Michael Fassbender (Macbeth) stars at the title character and is most definitely the front runner for the Best Actor Oscar next year as this is the most impressive performance of his career and is more than worthy of an award. There is little screen time where Fassbender isn't present; he's almost in every single second of the film which makes the performance all the more impressive. Obviously Fassbender bears little resemblance to the real Steve Jobs but that isn't an issue at all, he fully embodies the character and within the first few minutes that stigma will be gone. Fassbender isn't doing an impression here, even when sporting the iconic turtle neck and blue jeans in the final act.
Steve Jobs was infamously not an easy man to work with and not everyone was a fan of him and the movie does an excellent job of never casting judgement upon Jobs. Boyle and Sorkin let us decide if we like this character and never pussyfoot around the fact that he wasn't a great man, father or work colleague but a man focused almost entirely on his career and the future of the company he started. Whereas the 2013 Jobs showed us the progression of the character from beginning to end, Boyle's picture lets us learn about the characters in three different time frames set years apart all set in real time.
Surrounding Fassbender is a wonderfully talented cast, Kate Winslet (Titanic) and Jeff Daniels (The Martian) should be considered for supporting role Oscars as Jobs' assistant and CEO of Apple respectively. One of the most surprising performances comes from comedy actor Seth Rogen (Neighbors) playing Jobs' close friend/colleague Steve Wozniak, and whilst this isn't an awards level performance, it's the best Rogen has ever been. Before each product launch, the action comes from Jobs' butting heads with his staff, his superiors or his high school sweetheart and her daughter. That's perhaps the only unrealistic thing about Steve Jobs, everything seems to come afoot within the 40 minutes before a product launch and characters have conversations that they necessarily wouldn't have had in that time but instead at somewhere entirely different, but because of how experimental the films structure is I'm more than willing to forgive that because it works so well.

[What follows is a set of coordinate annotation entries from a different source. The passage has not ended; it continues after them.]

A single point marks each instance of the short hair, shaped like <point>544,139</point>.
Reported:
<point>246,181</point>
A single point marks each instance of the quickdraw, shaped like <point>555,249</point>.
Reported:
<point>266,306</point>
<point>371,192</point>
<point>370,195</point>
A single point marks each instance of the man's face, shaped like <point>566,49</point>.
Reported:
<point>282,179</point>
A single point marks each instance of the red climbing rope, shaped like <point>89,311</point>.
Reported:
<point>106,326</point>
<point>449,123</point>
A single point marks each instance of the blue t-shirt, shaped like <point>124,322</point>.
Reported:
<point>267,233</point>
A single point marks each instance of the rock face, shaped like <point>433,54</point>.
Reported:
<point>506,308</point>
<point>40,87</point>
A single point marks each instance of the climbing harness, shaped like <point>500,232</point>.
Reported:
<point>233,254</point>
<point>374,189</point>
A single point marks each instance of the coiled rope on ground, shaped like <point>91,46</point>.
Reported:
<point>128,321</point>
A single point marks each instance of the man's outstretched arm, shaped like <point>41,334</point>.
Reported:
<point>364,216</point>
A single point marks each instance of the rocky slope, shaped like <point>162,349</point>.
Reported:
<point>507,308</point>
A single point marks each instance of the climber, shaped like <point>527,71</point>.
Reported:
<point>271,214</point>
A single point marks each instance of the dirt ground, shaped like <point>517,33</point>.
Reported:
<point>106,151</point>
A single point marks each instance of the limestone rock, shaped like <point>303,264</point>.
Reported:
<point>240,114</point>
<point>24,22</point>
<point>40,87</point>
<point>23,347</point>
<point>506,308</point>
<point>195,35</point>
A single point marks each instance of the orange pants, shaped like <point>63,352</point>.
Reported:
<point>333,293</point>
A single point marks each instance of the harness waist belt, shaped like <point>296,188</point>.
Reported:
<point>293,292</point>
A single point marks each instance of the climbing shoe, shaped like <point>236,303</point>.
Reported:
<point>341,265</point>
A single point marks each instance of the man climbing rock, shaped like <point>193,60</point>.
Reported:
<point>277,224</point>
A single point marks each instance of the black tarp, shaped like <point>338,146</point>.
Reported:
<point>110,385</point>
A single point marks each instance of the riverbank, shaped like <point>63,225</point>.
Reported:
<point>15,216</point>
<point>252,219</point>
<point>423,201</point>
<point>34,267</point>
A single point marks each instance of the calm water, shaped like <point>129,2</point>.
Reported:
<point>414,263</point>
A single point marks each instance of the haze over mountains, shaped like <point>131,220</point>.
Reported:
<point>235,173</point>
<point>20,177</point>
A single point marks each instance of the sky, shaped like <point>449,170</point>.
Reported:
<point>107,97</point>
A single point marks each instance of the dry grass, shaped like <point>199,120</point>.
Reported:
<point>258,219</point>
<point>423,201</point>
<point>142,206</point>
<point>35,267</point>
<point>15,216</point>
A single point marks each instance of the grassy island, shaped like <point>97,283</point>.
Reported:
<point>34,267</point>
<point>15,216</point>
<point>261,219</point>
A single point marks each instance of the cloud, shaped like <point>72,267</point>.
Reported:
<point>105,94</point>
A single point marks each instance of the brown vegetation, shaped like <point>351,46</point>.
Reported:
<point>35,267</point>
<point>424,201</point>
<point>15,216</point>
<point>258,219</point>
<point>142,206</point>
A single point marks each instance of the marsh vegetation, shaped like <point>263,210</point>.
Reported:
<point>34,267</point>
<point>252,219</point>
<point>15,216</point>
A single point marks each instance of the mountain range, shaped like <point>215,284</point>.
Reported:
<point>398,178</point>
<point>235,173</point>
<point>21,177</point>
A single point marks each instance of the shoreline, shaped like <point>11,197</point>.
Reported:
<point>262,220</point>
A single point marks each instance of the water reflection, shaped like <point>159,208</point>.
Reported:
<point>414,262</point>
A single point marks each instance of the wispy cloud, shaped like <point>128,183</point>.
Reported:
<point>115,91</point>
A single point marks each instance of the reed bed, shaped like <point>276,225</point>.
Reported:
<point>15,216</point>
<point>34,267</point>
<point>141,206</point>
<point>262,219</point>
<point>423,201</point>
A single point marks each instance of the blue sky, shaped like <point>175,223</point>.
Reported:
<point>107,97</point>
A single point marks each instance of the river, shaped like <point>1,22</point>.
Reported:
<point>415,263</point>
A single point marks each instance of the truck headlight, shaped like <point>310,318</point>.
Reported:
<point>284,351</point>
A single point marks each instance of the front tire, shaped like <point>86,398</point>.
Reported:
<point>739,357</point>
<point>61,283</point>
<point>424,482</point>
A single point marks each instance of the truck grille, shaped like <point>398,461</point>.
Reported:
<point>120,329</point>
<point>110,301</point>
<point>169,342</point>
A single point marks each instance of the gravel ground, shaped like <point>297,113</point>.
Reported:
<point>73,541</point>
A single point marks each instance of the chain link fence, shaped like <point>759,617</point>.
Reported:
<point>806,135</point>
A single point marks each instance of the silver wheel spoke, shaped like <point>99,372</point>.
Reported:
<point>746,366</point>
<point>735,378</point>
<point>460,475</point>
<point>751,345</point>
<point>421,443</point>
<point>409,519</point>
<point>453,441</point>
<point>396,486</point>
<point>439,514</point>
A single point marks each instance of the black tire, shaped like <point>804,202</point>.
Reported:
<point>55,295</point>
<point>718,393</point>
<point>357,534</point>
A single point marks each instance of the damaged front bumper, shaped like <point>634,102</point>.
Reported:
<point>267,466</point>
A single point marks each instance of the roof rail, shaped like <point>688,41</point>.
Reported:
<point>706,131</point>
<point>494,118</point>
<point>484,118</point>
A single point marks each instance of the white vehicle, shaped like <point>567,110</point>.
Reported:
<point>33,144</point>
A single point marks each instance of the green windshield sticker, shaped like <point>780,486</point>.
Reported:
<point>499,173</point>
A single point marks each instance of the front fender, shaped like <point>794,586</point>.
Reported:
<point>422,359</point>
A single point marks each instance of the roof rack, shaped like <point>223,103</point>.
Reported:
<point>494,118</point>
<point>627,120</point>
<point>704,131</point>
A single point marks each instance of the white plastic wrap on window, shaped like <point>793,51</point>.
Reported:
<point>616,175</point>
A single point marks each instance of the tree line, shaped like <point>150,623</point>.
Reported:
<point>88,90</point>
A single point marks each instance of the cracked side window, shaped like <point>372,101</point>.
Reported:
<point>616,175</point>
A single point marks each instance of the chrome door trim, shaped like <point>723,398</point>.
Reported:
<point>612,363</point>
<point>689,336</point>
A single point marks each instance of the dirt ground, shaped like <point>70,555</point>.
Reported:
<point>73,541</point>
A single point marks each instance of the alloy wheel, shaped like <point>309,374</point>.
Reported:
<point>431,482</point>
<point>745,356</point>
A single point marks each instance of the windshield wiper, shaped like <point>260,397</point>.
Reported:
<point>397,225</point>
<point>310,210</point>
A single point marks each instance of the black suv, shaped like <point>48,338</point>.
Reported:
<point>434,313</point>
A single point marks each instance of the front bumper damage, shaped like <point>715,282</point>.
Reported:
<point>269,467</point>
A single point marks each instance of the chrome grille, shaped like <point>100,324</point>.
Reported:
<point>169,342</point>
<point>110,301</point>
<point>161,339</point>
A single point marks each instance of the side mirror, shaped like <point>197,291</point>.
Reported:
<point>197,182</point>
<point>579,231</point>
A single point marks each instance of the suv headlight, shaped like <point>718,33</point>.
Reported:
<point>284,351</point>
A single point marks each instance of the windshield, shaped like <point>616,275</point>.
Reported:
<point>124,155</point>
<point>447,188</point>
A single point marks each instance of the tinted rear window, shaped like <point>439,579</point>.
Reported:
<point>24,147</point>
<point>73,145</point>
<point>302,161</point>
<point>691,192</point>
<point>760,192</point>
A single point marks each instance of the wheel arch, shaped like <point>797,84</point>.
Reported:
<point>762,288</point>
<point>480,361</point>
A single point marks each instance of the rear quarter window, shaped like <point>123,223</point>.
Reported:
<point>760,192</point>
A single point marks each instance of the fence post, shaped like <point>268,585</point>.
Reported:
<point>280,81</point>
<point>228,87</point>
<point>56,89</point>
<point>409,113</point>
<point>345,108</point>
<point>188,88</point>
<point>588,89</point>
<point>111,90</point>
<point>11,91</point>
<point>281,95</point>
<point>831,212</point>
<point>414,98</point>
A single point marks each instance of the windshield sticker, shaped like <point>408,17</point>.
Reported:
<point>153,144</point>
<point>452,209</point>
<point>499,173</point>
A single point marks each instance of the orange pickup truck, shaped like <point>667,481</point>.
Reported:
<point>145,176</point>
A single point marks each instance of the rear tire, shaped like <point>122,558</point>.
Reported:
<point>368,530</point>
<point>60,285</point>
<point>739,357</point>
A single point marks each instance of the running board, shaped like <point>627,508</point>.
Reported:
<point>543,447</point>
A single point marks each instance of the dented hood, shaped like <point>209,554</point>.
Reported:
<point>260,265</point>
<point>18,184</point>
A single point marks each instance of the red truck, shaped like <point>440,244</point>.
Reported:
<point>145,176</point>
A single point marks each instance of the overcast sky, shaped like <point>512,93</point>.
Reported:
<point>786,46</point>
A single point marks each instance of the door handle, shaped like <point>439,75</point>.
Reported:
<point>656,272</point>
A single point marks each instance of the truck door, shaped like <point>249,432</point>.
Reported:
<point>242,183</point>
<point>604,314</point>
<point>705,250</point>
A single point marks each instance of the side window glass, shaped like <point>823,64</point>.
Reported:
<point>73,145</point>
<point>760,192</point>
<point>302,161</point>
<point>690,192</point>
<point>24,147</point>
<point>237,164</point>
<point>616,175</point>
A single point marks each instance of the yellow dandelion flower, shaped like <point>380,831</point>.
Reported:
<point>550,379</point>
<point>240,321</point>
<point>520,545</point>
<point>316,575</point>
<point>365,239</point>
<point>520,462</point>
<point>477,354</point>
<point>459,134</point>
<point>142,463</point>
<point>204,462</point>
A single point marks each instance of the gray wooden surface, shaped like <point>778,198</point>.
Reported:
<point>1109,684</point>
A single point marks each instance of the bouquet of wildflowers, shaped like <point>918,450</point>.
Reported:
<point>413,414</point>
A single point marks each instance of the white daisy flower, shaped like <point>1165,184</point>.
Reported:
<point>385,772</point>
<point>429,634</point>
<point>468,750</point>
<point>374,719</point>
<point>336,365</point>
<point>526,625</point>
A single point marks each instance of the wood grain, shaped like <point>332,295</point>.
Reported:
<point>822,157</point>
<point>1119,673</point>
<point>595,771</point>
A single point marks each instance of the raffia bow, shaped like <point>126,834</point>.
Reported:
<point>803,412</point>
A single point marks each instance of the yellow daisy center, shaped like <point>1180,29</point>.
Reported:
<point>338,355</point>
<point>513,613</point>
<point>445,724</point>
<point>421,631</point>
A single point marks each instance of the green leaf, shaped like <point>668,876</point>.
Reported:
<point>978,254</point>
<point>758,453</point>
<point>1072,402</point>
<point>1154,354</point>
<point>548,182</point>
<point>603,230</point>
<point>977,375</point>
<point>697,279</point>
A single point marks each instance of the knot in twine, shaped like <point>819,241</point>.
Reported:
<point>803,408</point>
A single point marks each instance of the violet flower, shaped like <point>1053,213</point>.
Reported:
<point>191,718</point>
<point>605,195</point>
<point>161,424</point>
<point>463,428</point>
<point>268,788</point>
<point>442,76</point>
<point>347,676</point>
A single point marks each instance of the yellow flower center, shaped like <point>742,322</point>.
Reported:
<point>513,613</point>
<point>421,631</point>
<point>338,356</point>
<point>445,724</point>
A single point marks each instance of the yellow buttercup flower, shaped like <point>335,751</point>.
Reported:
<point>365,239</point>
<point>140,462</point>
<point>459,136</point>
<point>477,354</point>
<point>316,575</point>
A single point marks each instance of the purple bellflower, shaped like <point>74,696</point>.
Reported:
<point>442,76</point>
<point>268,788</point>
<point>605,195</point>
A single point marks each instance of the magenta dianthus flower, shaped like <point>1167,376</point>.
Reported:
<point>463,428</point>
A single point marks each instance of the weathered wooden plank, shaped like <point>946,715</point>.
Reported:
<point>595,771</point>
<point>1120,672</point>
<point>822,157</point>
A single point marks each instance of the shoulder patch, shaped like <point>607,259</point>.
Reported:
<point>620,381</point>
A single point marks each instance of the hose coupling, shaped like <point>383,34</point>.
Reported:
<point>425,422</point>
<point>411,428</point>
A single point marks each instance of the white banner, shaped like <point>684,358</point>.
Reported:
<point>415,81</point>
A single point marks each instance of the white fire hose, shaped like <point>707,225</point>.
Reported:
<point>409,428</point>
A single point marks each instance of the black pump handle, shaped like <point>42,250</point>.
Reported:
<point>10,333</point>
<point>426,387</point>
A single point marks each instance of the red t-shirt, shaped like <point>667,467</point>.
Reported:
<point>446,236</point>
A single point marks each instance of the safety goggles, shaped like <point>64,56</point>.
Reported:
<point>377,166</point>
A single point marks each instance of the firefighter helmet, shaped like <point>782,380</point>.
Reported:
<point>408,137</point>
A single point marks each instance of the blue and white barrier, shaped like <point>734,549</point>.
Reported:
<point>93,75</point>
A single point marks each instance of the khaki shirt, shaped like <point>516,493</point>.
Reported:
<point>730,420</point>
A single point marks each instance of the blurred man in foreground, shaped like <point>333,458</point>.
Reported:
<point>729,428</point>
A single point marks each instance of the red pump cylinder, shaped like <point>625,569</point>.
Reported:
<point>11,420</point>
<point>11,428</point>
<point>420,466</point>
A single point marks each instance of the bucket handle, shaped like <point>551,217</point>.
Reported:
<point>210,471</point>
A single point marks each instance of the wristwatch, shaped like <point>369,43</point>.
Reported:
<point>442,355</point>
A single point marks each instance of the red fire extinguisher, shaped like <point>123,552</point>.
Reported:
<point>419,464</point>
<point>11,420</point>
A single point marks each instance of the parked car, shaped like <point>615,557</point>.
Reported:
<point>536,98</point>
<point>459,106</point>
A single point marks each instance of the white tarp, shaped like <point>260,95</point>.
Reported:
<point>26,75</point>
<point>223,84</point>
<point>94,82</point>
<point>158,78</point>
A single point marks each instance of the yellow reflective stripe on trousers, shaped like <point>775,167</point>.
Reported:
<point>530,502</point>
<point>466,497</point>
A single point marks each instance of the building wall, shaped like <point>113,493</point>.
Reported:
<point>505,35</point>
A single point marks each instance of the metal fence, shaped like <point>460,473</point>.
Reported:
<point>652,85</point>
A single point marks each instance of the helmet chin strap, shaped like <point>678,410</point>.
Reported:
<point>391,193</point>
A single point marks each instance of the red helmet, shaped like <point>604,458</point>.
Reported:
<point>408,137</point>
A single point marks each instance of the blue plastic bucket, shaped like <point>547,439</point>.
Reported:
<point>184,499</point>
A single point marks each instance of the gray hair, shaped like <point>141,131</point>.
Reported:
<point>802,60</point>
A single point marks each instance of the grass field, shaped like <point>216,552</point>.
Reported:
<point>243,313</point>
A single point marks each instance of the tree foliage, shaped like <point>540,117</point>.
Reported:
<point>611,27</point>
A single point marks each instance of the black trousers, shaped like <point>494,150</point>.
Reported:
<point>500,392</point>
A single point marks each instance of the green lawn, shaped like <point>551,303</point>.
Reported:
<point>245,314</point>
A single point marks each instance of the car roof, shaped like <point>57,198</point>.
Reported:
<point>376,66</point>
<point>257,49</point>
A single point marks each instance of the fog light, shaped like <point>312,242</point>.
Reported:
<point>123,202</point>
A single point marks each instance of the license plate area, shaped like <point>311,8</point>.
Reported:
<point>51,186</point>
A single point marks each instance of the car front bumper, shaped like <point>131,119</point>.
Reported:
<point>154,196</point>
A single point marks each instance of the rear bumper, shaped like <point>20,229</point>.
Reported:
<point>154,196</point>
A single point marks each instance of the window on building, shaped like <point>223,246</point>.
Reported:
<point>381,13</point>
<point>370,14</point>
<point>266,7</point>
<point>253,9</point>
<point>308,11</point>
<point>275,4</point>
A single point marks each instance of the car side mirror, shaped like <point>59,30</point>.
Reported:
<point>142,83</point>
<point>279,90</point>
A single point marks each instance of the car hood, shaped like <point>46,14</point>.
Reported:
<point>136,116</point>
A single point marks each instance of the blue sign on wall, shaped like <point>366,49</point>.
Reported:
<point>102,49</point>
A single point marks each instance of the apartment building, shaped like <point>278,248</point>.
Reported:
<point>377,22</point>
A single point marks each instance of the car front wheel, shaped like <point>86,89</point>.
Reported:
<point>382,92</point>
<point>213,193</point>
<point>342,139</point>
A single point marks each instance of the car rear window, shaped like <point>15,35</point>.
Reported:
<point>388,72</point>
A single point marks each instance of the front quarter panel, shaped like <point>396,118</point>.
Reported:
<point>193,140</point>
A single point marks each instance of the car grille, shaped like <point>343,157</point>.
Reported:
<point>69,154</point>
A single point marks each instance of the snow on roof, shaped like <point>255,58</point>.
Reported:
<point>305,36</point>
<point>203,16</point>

Of course the film isn't presented as a biopic, but a dramatization of Jobs' career which means not everything is entirely accurate, but because the filmmakers didn't intend to create a documentary or biopic, it's not really a complaint.
Because of the unique three scene structure, there isn't a whole lot of story stringing Steve Jobs together but it's the relationships between the characters which hold all the scenes together, most importantly the blossoming relationship between Steve and the daughter he denied paternity of; Lisa. Lisa is played by three different actresses in the three different time frames, from 5 years old to 19 years old, we see Lisa grow up and see how Jobs finally begins to accept her as his own, the relationship was rather heart breaking as we see Jobs progress from almost entirely dismissing Lisa at a young age to accepting her and even caring for her.
In a way, Steve Jobs is almost a spiritual successor to The Social Network, a very similar type of film also written by Sorkin based on two of the most popular tech moguls of our time. The writing in Steve Jobs is astoundingly impressive. Sorkin writes dialogue how we wish we could talk, everyone is so perfectly articulate and fast and it makes simple dialogue scenes incredibly exciting. Of course the script is only made better with Danny Boyle's unique and brilliant direction which should at least earn him a nomination if not a win at 2016's Oscars. Steve Jobs has an inspiring amount of energy to it, there's little down time which seems odd for a drama mainly comprised of hallway dialogue scenes but it's true, the tension is constantly building within the three scenes which all lead up to a wonderful payoff in each scene.
Steve Jobs is a wonderfully unique film filled with marvelous performances, excellent dialogue and an insane amount of energy which never lets up, this is a straight up masterpiece which needs to be seen.